Derivatives, on the other hand, are not heavily regulated. In many ways, a derivative is like an insurance policy. If I am worried that my Corning stock might decline in value right when I want to cash it in for a down payment on a house, I can buy a put option contract (one of many types of derivatives) that gives me a right to sell the stock at an agreed-upon price within a specific time period. Effectively, I am insuring against a decline in the value of an important asset (much like you insure against a fire destroying the value of your home).

There are many other types of derivatives contracts, and they cover a wide variety of possible losses. One type of loss they cover is "credit default" - if I lend money to my brother-in-law, I know the odds aren't very good that he'll pay me back. A credit-default "swap" lets me pay somebody else to take on the risk (the other guy pays me if my BIL flakes) - we "swap" a little money in exchange for trading who bears the risk.

You'll note that my Brother-in-Law isn't very likely to pay me back, and I knew that when I lent him money. That's one of the problems with credit-default swaps. Banks made crazy mortgages, and they didn't have any good reason to believe that, say, the Target cashier buying a half-million-dollar house would actually pay the mortgage back. Since the derivatives market is essentially unregulated, you can actually buy the equivalent of a credit-default swap on your deadbeat Brother-in-Law. In real insurance, you can't do that - you can only insure against a risk that neither side could reasonably predict. Letting someone buy insurance after, say, the house burns down, would mean that the only people buying insurance are people whose houses are on fire.
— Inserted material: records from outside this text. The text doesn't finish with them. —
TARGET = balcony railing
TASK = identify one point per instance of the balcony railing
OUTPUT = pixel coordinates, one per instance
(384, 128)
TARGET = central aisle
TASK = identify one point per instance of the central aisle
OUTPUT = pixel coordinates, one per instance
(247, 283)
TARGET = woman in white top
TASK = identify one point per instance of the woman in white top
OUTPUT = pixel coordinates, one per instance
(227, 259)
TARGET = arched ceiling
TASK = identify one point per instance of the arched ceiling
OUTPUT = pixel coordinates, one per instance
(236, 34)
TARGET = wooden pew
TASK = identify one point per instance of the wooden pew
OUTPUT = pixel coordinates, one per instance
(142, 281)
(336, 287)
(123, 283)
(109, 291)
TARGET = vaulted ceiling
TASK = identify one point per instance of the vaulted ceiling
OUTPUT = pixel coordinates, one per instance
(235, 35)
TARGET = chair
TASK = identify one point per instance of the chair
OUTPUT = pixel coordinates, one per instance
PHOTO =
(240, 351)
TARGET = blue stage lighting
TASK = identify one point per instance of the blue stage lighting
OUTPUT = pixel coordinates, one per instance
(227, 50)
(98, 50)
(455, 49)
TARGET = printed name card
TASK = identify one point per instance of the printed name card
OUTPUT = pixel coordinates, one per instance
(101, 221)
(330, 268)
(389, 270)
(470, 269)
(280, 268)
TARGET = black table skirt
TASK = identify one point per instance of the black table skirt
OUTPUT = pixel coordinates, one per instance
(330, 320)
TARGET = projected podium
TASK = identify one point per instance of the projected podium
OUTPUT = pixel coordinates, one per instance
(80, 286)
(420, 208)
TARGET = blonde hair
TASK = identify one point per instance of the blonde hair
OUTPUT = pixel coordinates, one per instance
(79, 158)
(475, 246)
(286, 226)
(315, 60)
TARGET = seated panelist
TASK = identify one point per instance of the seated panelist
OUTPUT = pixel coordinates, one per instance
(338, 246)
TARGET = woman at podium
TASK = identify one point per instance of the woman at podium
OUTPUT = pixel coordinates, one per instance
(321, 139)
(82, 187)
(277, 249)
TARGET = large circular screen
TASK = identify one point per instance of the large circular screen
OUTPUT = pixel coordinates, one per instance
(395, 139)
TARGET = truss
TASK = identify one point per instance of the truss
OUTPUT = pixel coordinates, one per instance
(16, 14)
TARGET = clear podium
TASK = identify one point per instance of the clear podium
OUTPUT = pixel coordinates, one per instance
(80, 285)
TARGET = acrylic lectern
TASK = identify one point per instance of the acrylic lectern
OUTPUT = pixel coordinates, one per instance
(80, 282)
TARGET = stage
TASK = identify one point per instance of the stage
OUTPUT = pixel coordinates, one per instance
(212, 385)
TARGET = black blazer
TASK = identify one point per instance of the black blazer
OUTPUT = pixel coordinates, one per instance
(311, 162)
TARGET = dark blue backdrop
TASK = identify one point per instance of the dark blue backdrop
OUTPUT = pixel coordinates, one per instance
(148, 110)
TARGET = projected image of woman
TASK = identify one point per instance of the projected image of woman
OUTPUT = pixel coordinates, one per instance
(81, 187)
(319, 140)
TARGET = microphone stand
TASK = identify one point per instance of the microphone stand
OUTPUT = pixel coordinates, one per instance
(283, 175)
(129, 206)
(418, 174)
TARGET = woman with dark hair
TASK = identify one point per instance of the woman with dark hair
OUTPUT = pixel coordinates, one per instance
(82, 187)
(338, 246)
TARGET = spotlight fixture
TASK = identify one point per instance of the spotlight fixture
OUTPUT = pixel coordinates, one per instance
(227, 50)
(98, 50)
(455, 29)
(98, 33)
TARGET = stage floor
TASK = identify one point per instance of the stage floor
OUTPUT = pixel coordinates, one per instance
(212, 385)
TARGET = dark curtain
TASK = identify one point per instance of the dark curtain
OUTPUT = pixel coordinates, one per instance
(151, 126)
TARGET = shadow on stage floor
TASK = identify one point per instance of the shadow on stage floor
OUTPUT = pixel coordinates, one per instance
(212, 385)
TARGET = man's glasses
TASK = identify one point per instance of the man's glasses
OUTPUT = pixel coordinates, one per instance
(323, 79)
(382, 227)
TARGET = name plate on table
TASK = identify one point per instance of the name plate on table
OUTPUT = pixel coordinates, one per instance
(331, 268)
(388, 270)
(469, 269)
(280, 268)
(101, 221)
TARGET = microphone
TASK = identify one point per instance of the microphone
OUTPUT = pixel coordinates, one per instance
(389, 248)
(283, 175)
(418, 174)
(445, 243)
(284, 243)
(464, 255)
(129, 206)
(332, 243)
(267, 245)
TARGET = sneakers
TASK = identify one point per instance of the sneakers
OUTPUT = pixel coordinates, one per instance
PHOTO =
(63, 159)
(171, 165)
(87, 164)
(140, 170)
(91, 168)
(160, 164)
Given the loosey-goosey rules around derivatives contracts, people can use options contracts responsibly and irresponsibly. The only limit is whether you can find someone to trade risk with you. And, mostly, you can - it's like having a group of dumb, fun-loving friends who will actually sell you fire insurance even after finding out you store kerosene next to your woodstove, and you're fixin' to build a fire.

And derivatives traders have something else in common with dumb frat boys. They'll bet on pretty much anything. If you've ever looked at a friend across a bar table and said "I'll bet you $10 she shoots him down," you're qualified to be a derivatives trader. Because derivatives contracts don't require that either side be directly involved in the transaction that the contract derives its value from. I don't have to own Corning stock to buy a put option on Corning, and you don't have to own Corning stock to sell me a put contract. So derivatives contracts can work as side bets - just like that bar bet about whether some guy you don't even know gets a date with some woman you don't even know.

So, that's a very rough description of these derivatives things people are talking about. My next post will provide some wild conjecture about how big the risk is in derivatives trading.

1 comment:

Sackerson said...

If you don't write it now you may be too late, Zgirl - read Denninger. Isn't it criminal that we've allowed riverboat gamblers to run the economy?